We were sitting in the muted light from the lanterns on the walls. The scent of incense hung in the air. Each of us had been sitting in the same cross-legged position on the wooden floor for a good many hours, and it wasn’t even dusk yet. We were on day seven of a sesshin, or silent meditation retreat.
Such stillness can be vexing, for one has to confront the mind directly. Inevitably, one realizes that the mind is quite limited. If one truly pays attention to its mechanics, then one become acutely aware of how just about six or seven thoughts – mostly worries and strange obsessions and a catalog of physical discomfort as we had been sitting in the same position for such a long time – run through the mind in a seemingly continuous loop, repeating themselves ad nauseum.
The goal of the marathon meditation is to ultimately give up on the mind altogether – to release its primacy, and somehow reach a space of inner tranquility. But I couldn’t find the equanimity – the same few thoughts circled around and around in my head.
Suddenly, a rooster crowed. It must have been in the temple, wandering the hallways, it seemed so close. It crowed again. A flood of questions scurried through my head. How did the rooster get into the meditation hall? Who did it belong to? Why was it crowing at this hour? Aren’t they supposed to crow in the morning? This rooster had captured my imagination, and I realized that I had, if only just for a moment, forgotten all about those repeating thoughts and worries. I had become completely absorbed in this rooster.
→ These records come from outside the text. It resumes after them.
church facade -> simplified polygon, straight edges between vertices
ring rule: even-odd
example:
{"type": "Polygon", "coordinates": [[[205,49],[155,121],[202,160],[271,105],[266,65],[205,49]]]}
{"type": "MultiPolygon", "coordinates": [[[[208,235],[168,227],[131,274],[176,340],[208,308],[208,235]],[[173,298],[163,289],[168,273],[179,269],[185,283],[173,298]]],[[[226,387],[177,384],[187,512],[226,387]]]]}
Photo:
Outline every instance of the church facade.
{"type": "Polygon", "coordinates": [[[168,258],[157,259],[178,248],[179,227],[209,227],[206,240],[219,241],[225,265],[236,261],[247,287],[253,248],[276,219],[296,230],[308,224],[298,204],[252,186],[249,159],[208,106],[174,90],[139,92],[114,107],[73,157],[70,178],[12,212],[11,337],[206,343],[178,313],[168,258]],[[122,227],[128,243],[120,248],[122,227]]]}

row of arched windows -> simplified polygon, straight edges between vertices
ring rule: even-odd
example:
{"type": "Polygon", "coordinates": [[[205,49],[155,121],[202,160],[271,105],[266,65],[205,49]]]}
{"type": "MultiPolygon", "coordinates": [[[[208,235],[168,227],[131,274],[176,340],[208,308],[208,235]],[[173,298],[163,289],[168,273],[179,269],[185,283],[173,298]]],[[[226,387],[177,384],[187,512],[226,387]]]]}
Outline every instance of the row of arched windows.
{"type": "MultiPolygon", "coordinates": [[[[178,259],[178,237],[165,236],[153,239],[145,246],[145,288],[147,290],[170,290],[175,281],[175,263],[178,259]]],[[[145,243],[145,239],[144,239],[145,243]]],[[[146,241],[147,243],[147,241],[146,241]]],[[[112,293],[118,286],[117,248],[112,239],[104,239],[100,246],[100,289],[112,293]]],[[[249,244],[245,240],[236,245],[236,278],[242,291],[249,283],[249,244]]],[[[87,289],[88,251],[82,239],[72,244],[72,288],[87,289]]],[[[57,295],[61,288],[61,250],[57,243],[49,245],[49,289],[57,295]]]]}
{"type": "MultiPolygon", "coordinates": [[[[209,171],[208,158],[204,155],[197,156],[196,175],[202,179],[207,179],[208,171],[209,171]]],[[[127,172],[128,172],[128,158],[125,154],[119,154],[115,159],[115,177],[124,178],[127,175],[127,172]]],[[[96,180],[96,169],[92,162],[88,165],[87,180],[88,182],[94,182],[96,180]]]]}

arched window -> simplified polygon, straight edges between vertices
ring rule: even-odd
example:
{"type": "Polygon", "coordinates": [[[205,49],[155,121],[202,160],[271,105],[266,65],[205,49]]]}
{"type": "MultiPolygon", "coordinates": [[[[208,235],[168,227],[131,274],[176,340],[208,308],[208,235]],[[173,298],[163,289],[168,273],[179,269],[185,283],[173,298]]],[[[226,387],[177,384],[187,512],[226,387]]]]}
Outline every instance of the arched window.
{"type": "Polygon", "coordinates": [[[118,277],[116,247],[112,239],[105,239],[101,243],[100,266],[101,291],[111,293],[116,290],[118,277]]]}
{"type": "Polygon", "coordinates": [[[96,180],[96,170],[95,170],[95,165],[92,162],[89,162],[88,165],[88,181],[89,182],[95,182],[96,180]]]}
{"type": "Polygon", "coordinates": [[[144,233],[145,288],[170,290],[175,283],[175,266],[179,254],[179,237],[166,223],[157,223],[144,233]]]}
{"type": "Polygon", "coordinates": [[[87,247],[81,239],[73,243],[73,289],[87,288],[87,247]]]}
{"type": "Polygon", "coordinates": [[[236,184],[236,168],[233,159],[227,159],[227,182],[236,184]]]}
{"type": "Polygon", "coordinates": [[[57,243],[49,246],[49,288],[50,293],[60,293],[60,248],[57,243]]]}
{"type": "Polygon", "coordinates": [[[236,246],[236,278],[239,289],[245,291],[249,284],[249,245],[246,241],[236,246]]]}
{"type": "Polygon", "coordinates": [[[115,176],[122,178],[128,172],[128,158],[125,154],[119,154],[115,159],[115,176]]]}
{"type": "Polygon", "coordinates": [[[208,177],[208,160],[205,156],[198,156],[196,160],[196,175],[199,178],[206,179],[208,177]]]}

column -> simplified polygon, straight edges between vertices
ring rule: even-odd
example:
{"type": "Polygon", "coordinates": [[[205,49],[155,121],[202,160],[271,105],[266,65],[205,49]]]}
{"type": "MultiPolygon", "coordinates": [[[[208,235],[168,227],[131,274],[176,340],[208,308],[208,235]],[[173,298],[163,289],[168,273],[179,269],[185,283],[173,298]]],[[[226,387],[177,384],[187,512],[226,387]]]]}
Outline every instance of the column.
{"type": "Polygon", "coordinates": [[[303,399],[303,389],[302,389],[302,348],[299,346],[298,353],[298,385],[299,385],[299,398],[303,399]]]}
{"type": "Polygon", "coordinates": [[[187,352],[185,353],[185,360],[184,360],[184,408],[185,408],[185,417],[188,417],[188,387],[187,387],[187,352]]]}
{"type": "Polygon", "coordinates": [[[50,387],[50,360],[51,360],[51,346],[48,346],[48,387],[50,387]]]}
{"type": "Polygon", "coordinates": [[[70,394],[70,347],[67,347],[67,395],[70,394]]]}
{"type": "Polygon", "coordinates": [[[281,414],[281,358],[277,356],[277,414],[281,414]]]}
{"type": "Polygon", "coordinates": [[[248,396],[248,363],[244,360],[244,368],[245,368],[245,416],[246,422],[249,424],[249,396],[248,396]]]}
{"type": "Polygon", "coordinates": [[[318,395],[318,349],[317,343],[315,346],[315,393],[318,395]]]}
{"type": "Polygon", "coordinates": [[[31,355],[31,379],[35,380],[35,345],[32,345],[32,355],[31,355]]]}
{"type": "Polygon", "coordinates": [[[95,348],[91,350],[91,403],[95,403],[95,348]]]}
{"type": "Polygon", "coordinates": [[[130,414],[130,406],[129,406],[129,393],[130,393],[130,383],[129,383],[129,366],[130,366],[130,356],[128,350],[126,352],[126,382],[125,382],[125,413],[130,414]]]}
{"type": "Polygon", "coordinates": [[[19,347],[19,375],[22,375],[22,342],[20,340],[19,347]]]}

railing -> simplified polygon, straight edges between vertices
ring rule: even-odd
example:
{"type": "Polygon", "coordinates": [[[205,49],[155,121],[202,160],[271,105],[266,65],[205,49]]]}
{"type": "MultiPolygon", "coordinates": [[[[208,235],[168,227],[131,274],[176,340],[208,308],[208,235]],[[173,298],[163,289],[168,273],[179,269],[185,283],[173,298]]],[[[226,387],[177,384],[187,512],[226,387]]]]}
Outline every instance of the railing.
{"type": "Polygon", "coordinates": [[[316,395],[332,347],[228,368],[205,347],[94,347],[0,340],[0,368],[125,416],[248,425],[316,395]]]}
Artists ask questions. Our own imagination takes over our consciousness. We become incredibly focused on fashioning something tangible out of the void that questions open up for us. The Rinzai school of Buddhism has formalized this process and distilled it into pure questioning meditation, or koan. Followers play literary games. The contemplation of each game, such as an unsolvable riddle, creates an all-encompassing attention that allows the meditator to absorb themselves in something other than the rut of thought that the mind clings to.
This rooster saved me during this meditation retreat. I was able to finally find peace with myself, via a directed line of questioning. And afterwards, I never located the rooster. I don’t know if he ever really existed.